7. The system of claim 6, wherein the instructions further cause the one or more processors to:
merge the first set of data associated with the first subset of the plurality of data points and the second set of data associated with the second subset of the plurality of data points.
8. The system of claim 7, wherein the instructions further cause the one or more processors to:
generate a response to the first user query based on merged data comprising the first set of data and the second set of data; and
generate a response to the second query based on the third set of data.
9. The system of claim 6, wherein the instructions further cause the one or more processors to:
provide the second set of data retrieved from the database to the cache memory.
10. The system of claim 6, wherein the instructions further cause the one or more processors to:
identify temporal boundaries of the time range based on the first user query; and
identify the plurality of data points within the temporal boundaries.

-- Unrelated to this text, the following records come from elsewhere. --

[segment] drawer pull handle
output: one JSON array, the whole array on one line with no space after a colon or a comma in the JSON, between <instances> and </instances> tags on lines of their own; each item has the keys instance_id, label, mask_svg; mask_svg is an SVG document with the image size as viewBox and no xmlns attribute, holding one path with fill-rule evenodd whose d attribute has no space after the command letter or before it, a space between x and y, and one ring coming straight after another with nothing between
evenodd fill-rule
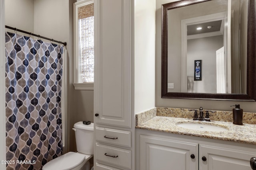
<instances>
[{"instance_id":1,"label":"drawer pull handle","mask_svg":"<svg viewBox=\"0 0 256 170\"><path fill-rule=\"evenodd\" d=\"M106 136L104 136L104 137L105 138L111 139L117 139L118 138L118 137L108 137Z\"/></svg>"},{"instance_id":2,"label":"drawer pull handle","mask_svg":"<svg viewBox=\"0 0 256 170\"><path fill-rule=\"evenodd\" d=\"M114 155L111 155L111 154L108 154L106 153L105 153L105 154L104 154L104 155L105 155L106 156L110 156L110 157L112 157L113 158L117 158L118 157L118 156L114 156Z\"/></svg>"}]
</instances>

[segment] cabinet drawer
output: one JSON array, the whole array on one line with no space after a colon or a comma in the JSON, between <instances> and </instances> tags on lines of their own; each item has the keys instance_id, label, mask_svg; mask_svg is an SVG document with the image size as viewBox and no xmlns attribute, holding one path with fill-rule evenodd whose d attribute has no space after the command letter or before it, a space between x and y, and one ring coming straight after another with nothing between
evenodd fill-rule
<instances>
[{"instance_id":1,"label":"cabinet drawer","mask_svg":"<svg viewBox=\"0 0 256 170\"><path fill-rule=\"evenodd\" d=\"M99 164L98 162L96 162L95 164L95 168L97 170L121 170L120 169L117 169L111 167L110 166L107 166L106 165L102 165L102 164Z\"/></svg>"},{"instance_id":2,"label":"cabinet drawer","mask_svg":"<svg viewBox=\"0 0 256 170\"><path fill-rule=\"evenodd\" d=\"M131 132L95 127L96 139L107 143L131 147Z\"/></svg>"},{"instance_id":3,"label":"cabinet drawer","mask_svg":"<svg viewBox=\"0 0 256 170\"><path fill-rule=\"evenodd\" d=\"M132 151L96 143L96 160L127 168L132 167Z\"/></svg>"}]
</instances>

11. A non-transitory computer-readable medium having stored thereon instructions which, when executed by one or more processors, cause the one or more processors to:
receive a first user query, the first user query requesting data associated with a time range comprising a plurality of data points indexed in time order, wherein the first user query is associated with a first plurality of logical operators comprising a first operator followed by a second operator;
receive a second user query associated with a second plurality of logical operators, wherein the second plurality of logical operators comprises the second operator followed by the first operator, wherein the second user query is different from the first user query;
rewrite the first user query using a hashing code, wherein the hashing code is assigned based on an order of the plurality of logical operators;
rewrite the second user query using the hashing code;
access cached data from a cache memory based on the rewritten first user query;
retrieve, from the cache memory and based on the rewritten first user query, a first set of data associated with a first subset of the plurality of data points that are indexed in time order;
access a database based on the rewritten second user query to retrieve a second set of data; and
retrieve, from the database, the second set of data associated with a second subset of the plurality of data points, wherein the second subset of the plurality of data points includes remaining data points that are distinct from the first subset of the plurality of data points; and
retrieve, from the cache memory and based on the rewritten second user query, a third set of data.
12. The non-transitory computer-readable medium of claim 11, wherein the instructions further cause the one or more processors to:
merge the first set of data associated with the first subset of the plurality of data points and the second set of data associated with the second subset of the plurality of data points; and
generate a response to the user query based on merged data comprising the first set of data and the second set of data.
13. The non-transitory computer-readable medium of claim 11, wherein the instructions further cause the one or more processors to:
provide the second set of data retrieved from the database to the cache memory.
14. The non-transitory computer-readable medium of claim 11, wherein the instructions further cause the one or more processors to:
identify temporal boundaries of the time range based on the first user query; and
identify the plurality of data points within the temporal boundaries.